How they behave and who they get along with
They're not brawlers. They're more of a hover-and-hunt fish that wants space and calm. Fast, aggressive feeders will outcompete them, and boisterous tankmates will keep them hiding or burning energy they cannot afford to waste.
- Good tankmates: other cold-water, calm species that eat similarly and do not harass or outcompete.
- Bad tankmates: anything pushy, nippy, or hyperactive (most common community marine fish fall here).
- Avoid: big wrasses, aggressive triggers, rambunctious tangs, and anything that turns feeding time into a frenzy.
- Lighting: keep it subdued. Bright lights tend to keep them stressed and pinned in corners.
If you cannot feed them without the whole tank going into a feeding riot, the stocking plan is wrong. Slickheads lose that race.
Breeding tips
Breeding in captivity is basically not a hobbyist thing with this species. Deep-sea reproductive cues are poorly understood, and even if you got a pair, you'd still be fighting the bigger issues of long-term survival and conditioning.

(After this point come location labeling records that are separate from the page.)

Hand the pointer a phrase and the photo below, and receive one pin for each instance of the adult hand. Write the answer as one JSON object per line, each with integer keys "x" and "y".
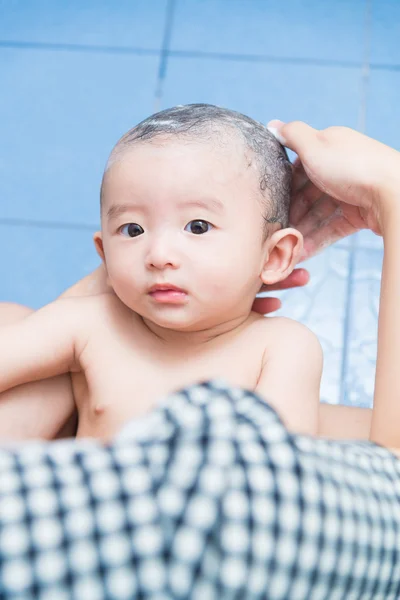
{"x": 339, "y": 180}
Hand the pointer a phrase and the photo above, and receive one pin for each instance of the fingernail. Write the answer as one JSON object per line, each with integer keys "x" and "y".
{"x": 274, "y": 127}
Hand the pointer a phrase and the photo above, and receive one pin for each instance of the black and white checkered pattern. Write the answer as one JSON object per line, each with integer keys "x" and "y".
{"x": 207, "y": 497}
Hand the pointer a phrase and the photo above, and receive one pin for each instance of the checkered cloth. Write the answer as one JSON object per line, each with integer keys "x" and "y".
{"x": 207, "y": 497}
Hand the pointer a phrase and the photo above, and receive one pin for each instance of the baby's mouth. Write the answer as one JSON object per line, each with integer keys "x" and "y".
{"x": 167, "y": 294}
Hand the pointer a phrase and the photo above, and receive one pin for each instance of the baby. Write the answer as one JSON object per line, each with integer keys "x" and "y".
{"x": 194, "y": 220}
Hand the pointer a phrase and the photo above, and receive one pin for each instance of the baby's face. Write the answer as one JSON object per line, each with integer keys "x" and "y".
{"x": 186, "y": 215}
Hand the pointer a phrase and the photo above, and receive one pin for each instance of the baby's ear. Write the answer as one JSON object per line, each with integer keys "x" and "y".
{"x": 98, "y": 243}
{"x": 282, "y": 253}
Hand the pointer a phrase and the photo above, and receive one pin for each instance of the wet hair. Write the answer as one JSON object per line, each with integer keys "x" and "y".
{"x": 197, "y": 122}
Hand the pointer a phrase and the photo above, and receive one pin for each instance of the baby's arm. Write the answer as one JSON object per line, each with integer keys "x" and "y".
{"x": 291, "y": 374}
{"x": 41, "y": 345}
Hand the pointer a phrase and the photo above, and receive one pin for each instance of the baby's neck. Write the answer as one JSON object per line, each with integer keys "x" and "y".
{"x": 181, "y": 339}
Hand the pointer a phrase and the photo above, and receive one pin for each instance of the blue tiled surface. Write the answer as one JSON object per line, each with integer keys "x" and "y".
{"x": 385, "y": 32}
{"x": 291, "y": 29}
{"x": 38, "y": 263}
{"x": 75, "y": 75}
{"x": 383, "y": 116}
{"x": 126, "y": 23}
{"x": 63, "y": 112}
{"x": 267, "y": 90}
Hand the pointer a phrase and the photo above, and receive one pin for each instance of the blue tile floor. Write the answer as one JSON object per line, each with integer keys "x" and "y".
{"x": 74, "y": 76}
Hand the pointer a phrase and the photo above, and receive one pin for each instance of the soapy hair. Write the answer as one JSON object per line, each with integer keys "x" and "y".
{"x": 212, "y": 124}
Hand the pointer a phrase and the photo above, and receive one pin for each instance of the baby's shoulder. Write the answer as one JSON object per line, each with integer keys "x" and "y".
{"x": 284, "y": 330}
{"x": 89, "y": 307}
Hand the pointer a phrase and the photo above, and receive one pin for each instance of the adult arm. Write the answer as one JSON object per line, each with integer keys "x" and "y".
{"x": 360, "y": 181}
{"x": 41, "y": 345}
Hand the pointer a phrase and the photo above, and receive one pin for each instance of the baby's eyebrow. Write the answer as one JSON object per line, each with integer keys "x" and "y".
{"x": 208, "y": 203}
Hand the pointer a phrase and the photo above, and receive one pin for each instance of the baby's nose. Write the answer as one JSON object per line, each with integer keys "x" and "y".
{"x": 162, "y": 253}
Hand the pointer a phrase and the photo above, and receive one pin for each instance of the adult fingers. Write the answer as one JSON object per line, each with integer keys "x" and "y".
{"x": 303, "y": 202}
{"x": 299, "y": 176}
{"x": 319, "y": 212}
{"x": 298, "y": 136}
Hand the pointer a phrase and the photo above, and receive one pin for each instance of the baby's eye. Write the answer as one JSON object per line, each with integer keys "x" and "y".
{"x": 131, "y": 229}
{"x": 197, "y": 226}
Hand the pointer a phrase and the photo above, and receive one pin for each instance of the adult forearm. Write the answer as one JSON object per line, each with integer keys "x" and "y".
{"x": 385, "y": 425}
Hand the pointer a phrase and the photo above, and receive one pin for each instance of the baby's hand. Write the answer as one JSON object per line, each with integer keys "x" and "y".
{"x": 297, "y": 278}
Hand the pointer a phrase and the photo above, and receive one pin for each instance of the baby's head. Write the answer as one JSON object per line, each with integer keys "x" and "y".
{"x": 197, "y": 197}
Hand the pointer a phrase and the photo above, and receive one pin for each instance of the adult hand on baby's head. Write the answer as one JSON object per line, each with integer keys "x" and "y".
{"x": 339, "y": 180}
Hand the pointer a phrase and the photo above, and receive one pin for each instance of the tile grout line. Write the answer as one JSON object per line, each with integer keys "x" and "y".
{"x": 362, "y": 118}
{"x": 263, "y": 58}
{"x": 164, "y": 54}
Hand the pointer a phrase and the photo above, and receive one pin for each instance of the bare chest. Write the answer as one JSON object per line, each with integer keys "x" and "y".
{"x": 120, "y": 380}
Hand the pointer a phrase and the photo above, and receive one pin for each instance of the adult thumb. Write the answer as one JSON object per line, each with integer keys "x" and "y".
{"x": 296, "y": 135}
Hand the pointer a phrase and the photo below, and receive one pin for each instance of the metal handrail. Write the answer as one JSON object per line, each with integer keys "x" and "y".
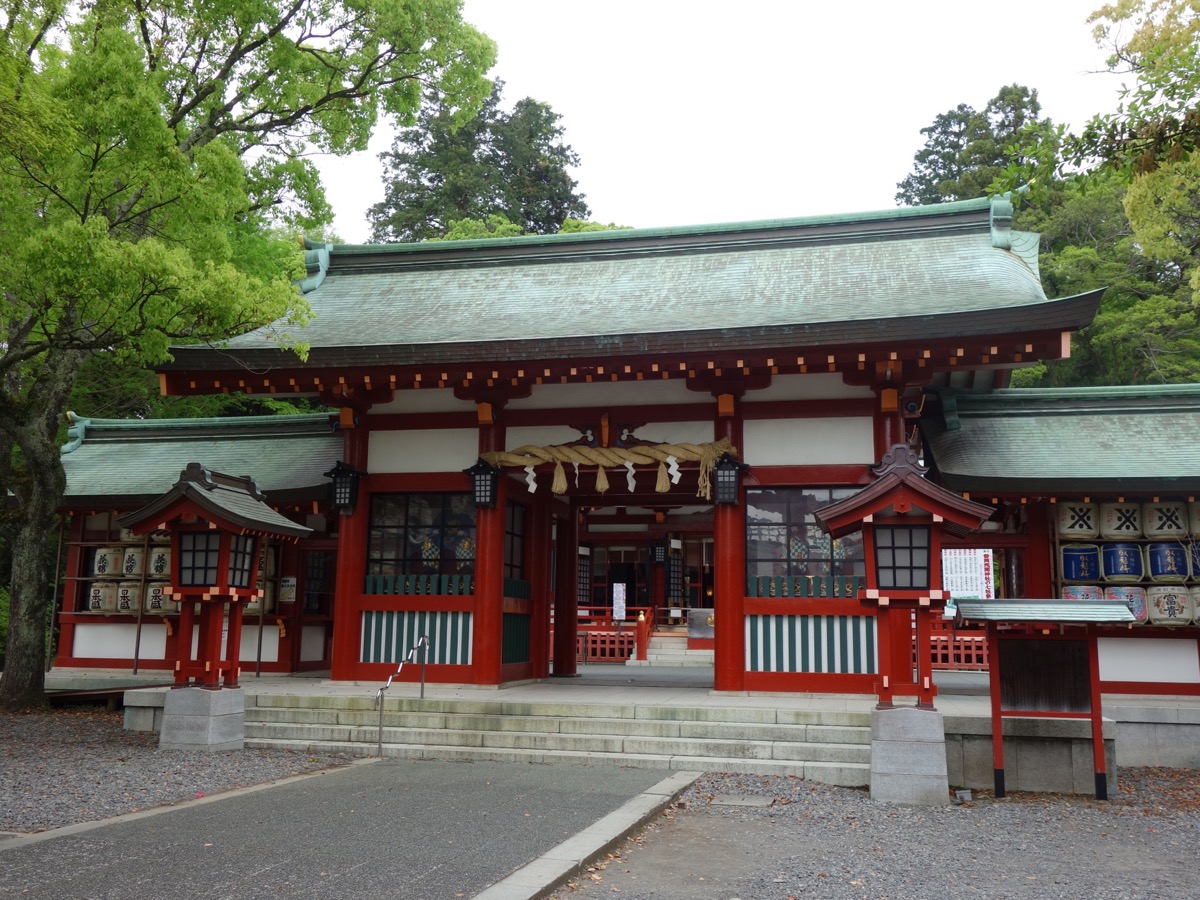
{"x": 423, "y": 643}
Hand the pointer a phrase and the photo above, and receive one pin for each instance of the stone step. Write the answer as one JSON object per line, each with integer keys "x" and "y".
{"x": 849, "y": 774}
{"x": 598, "y": 744}
{"x": 256, "y": 705}
{"x": 563, "y": 725}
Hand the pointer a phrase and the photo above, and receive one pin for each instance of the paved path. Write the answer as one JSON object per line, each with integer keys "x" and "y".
{"x": 397, "y": 828}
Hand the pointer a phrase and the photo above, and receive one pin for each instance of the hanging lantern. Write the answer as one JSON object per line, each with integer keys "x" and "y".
{"x": 484, "y": 481}
{"x": 727, "y": 475}
{"x": 346, "y": 487}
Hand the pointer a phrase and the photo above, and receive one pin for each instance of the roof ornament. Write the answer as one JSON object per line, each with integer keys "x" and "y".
{"x": 901, "y": 460}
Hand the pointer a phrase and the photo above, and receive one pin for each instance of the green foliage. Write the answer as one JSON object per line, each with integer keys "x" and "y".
{"x": 1158, "y": 119}
{"x": 151, "y": 160}
{"x": 444, "y": 171}
{"x": 495, "y": 226}
{"x": 576, "y": 226}
{"x": 966, "y": 150}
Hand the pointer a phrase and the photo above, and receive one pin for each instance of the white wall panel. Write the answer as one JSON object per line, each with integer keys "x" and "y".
{"x": 426, "y": 450}
{"x": 808, "y": 442}
{"x": 1146, "y": 659}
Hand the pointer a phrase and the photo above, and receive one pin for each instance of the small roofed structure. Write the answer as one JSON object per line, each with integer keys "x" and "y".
{"x": 215, "y": 522}
{"x": 1045, "y": 664}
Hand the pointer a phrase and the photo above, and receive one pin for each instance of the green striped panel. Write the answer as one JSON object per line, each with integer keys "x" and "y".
{"x": 388, "y": 636}
{"x": 834, "y": 645}
{"x": 515, "y": 640}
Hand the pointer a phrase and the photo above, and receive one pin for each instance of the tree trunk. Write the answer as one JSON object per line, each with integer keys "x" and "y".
{"x": 33, "y": 427}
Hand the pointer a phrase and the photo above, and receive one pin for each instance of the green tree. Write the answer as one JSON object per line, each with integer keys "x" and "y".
{"x": 145, "y": 151}
{"x": 966, "y": 150}
{"x": 444, "y": 171}
{"x": 1157, "y": 119}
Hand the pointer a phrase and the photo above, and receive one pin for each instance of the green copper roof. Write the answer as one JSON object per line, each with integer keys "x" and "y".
{"x": 119, "y": 461}
{"x": 1048, "y": 611}
{"x": 952, "y": 270}
{"x": 1079, "y": 442}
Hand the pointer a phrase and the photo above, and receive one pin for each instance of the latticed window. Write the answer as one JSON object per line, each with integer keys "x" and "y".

If your goal is breeding deepwater fish, you'd be better off picking a cold-water species with a track record in public aquaria and a known captive spawning history.
Common problems to watch for
With deepwater fish, problems show up as subtle behavior changes long before you see classic "disease" signs. You have to watch the fish, not just the test kits.

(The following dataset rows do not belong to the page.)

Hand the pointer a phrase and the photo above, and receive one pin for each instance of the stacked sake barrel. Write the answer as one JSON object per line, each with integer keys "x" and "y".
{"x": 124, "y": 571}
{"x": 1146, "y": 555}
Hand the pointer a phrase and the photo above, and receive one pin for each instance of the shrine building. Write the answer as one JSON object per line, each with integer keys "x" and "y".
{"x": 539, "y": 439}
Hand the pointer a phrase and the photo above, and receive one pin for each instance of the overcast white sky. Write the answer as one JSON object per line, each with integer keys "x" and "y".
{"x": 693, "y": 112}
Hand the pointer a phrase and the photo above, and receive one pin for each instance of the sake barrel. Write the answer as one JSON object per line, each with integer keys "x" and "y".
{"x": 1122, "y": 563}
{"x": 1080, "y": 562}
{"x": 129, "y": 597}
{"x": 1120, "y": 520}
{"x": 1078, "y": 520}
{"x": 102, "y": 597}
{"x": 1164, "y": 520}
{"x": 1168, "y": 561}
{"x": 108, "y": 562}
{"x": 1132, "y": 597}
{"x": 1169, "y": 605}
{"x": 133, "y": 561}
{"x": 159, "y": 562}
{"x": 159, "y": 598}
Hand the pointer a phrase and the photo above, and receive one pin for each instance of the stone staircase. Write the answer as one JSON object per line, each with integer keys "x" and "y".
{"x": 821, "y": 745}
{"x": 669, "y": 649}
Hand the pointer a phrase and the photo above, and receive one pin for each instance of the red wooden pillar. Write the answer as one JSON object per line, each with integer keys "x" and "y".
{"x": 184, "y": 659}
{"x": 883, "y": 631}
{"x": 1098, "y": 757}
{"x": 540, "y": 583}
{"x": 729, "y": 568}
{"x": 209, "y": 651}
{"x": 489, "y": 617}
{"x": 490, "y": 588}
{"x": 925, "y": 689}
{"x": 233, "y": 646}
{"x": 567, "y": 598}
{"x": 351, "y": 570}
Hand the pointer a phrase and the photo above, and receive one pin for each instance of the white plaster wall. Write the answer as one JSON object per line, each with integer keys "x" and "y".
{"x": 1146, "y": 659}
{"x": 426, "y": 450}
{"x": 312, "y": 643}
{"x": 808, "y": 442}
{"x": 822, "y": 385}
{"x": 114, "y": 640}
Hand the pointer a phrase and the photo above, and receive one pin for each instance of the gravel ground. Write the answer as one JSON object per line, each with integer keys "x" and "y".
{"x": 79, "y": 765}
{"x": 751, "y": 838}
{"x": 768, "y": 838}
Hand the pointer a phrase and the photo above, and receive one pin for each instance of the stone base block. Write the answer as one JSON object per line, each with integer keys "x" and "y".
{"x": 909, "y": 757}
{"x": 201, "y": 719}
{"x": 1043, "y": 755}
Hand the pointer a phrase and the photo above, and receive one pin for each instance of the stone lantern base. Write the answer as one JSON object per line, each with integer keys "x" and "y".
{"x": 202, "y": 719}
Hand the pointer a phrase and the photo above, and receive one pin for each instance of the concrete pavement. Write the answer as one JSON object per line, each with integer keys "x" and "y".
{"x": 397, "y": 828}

- Shipping/collection trauma: rapid breathing, inability to stay level, refusal to feed, odd buoyancy. Often fatal even with perfect water.
- Starvation: they may look "fine" for a while, then crash. Track actual food intake, not just food offered.
- Chronic stress: hiding nonstop, twitchy spooking, scraping, faded color. Usually caused by bright lights, loud environments, or incompatible tankmates.
- Oxygen issues: deepwater species often do poorly if dissolved oxygen is marginal. Heavy aeration and surface agitation help, even in cold systems.
- Temperature creep: chillers fail or drift. Use alarms and redundant monitoring.
- Parasites: any new addition can bring them in. Quarantine is hard with cold-water setups, but skipping it is how tanks get wiped.
A slickhead that stops feeding is an emergency. Do not wait a week "to see if it comes around." Change something immediately: reduce light, reduce competition, offer smaller meaty foods more often, and check oxygen and temperature first.